05

55 12 0
                                    

Sebelum pulang, aku harus menemui wali kelas terlebih dulu menyerahkan surat penyesalan karena tidur di dalam kelas. Jangan salahkan aku, aku belum terbiasa untuk bangun pagi, jadi yaah... begitu, deh. Surat pernyataan menyesalnya sudah kutulis, tapi apa benar begini saja sudah cukup? Kalau soal kerjaan sih, aku masih sanggup menulis sebanyak apa pun.

Namun, baru saja kuingin mengetuk pintu kantor, Ice keluar dengan sebuah buku dan megejutkanku. "Oh ... Gadis 100 yen. Gadis dengan nilai 4."

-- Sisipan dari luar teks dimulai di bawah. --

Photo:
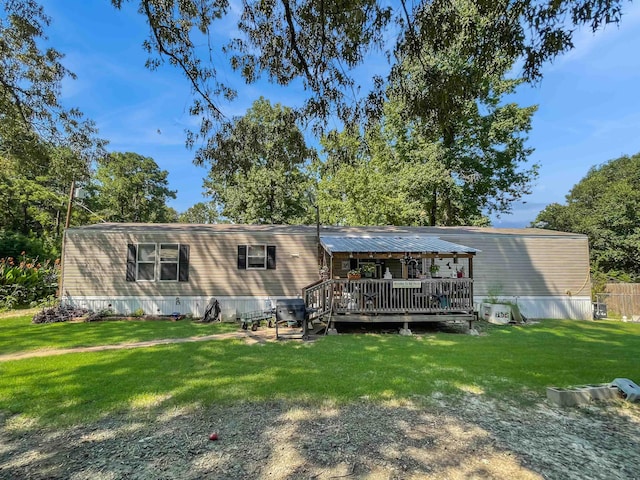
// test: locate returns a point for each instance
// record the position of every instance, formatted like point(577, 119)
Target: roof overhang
point(392, 244)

"Tolong diingatnya jangan pakai cara itu!" Jujur, perkataannya sangat menyinggung.

"Maaf, itu karena aku tidak ingat namamu."

"Walau kau pintar?" tanyaku dengan sarkasme.

"Menurutku, itu berbeda persoalan."

"Namaku (Name). (Full Name)," ujarku singkat.

"(Full Name) ... Baik, sudah kuingat. Namaku Ice ... Oh iya, kenapa kamu bisa tahu namaku? Karena sewaktu makan siang di kantin tadi, aku serasa dipanggil."

"Kemarin kita sudah saling memperkenalkan diri. Dan tadi pagi juga dikenalkan lagi pas pelajaran."

"Hanya dari kejadian itu? Walau kamu bodoh?" tanya pemuda tersebut tanpa rasa bersalah.

"Woi! Kelewatan banget! Kau terlalu blakblakan mengatakan isi pikiranmu!"

"Maaf." Ice membungkuk pelan. "Aku tidak akan mengatakan isi pikiranku lagi."

"Bukan begitu juga ..." Aku mengurut alis sebentar. "Ngomong-ngomong, ada perlu apa kau ke ruang guru? Oh, jangan-jangan kau dipanggil karena bikin masalah juga, ya?"

"Kamu serius berpikiran begitu?"

"Maaf, aku cuma bercanda," ucapku cepat. Dia ini apa bisanya berperasangka buruk terus kepada orang lain, rasanya menyakitkan.

Dengan tangan yang sibuk merapikan tasnya, dia menyambung ucapannya. "Aku ke sini untuk mengambil pin perak. Lalu, karena ada salah satu soal ujian yang tidak kumengerti, jadi aku menanyakannya."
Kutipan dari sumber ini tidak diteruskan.